Open mazatov opened 2 years ago

mazatov commented 2 years ago

Hello @ahmed-nady , thanks for the very interesting paper and the presentation. I had a question regarding your section 3.1.1. You mention that you take pre-trained CRAFT and retrain it on your dataset. However, in the same paragraph you mention that CRAFT doesn't have training code. So I was wondering, how do you fine-tune CRAFT for jersey numbers?

In our implementation, the weights of CRAFT detector are initialized by the use of the general pre-trained
model and then is trained with the first subset of S2JN dataset to take into account the distortion of the number 
printed on the player’s shirt. The first subset is splitted into training set containing 1274 player images, 
validation set having 317 player images and the remaining 281 player images are used for testing. 
Because of the lack of CRAFT (Baek et al., 2019b) training code, we supervised the training by providing the
annotations for each digit in jersey numbers.
ahmed-nady commented 2 years ago

Thanks @mazatov.

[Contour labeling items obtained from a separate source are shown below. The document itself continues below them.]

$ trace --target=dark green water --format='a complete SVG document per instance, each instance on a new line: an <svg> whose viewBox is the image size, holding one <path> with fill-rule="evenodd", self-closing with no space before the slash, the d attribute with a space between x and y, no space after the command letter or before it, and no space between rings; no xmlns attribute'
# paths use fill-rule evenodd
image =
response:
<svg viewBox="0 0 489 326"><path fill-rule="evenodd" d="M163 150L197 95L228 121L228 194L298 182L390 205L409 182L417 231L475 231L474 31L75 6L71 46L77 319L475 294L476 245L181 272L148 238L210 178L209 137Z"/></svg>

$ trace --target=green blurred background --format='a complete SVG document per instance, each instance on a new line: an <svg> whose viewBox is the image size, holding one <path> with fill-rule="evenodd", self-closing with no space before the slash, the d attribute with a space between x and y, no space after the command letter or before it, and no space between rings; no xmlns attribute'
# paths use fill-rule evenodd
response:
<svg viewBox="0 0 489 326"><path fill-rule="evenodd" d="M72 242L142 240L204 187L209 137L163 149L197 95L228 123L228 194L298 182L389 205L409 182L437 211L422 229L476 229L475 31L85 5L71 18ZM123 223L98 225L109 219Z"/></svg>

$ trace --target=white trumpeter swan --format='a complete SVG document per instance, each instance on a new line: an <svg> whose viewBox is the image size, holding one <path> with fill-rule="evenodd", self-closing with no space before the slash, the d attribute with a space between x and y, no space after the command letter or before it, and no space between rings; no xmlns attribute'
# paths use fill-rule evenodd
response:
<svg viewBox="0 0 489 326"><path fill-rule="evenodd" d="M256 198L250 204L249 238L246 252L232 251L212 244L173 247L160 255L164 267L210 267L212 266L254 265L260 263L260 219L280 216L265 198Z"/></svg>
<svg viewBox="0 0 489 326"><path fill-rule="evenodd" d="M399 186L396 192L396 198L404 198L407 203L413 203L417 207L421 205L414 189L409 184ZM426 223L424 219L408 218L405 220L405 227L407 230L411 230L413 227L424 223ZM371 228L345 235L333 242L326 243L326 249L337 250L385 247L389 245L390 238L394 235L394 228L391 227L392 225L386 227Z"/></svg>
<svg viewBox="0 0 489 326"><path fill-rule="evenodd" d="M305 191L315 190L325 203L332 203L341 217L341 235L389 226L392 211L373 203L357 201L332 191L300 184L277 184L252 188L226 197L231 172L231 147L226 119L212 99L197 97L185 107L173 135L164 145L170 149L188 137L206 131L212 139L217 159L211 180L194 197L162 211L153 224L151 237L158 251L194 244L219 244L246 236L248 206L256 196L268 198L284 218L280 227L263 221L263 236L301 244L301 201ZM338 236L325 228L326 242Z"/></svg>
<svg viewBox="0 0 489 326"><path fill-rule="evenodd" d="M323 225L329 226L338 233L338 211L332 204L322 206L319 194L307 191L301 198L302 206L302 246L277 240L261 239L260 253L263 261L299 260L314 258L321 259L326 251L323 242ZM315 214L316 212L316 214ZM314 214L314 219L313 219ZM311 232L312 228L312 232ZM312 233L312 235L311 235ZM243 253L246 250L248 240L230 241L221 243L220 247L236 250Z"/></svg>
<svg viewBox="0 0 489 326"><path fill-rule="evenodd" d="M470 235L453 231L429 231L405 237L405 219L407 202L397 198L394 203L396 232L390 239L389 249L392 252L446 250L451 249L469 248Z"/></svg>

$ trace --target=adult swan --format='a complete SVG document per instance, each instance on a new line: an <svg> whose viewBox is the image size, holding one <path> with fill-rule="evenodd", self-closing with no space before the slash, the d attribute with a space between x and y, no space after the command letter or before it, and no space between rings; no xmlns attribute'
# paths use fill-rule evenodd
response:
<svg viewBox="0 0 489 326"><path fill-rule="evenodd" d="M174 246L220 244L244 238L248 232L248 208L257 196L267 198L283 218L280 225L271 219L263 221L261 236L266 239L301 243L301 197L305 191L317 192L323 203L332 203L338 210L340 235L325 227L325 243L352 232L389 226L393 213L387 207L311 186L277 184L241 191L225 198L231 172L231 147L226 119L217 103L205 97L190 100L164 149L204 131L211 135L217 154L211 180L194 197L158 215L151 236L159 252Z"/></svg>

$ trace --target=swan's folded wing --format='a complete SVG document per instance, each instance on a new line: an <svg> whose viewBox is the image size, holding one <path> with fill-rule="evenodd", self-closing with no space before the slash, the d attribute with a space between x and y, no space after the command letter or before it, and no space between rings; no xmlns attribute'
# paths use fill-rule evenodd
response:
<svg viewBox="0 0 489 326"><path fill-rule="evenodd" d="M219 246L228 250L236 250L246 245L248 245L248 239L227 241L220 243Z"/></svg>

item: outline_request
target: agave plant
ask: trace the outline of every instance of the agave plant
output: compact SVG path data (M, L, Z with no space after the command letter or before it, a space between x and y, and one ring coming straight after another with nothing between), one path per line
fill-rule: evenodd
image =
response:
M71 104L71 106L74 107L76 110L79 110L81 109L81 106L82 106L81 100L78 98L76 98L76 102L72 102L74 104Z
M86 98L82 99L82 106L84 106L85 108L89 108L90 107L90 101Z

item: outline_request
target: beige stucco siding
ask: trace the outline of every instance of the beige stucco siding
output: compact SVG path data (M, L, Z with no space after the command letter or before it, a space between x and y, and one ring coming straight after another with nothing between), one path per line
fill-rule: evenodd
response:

For your question, "Because of the lack of CRAFT (Baek et al., 2019b) training code, we supervised the training by providing the annotations for each digit in jersey numbers". As you know CRAFT (Character Region Awareness for Text Detection) is character based text detection. That means that the annotations are not only bounding box around each a word, but also bounding box around each character in a word. The training of CRAFT is done in a weekly supervised by getting bbox around each char using bbox around a word and that part of implementation is not provided. So, the only way to use/finetune this method is to implement this part or as i did determine bbox around each digit.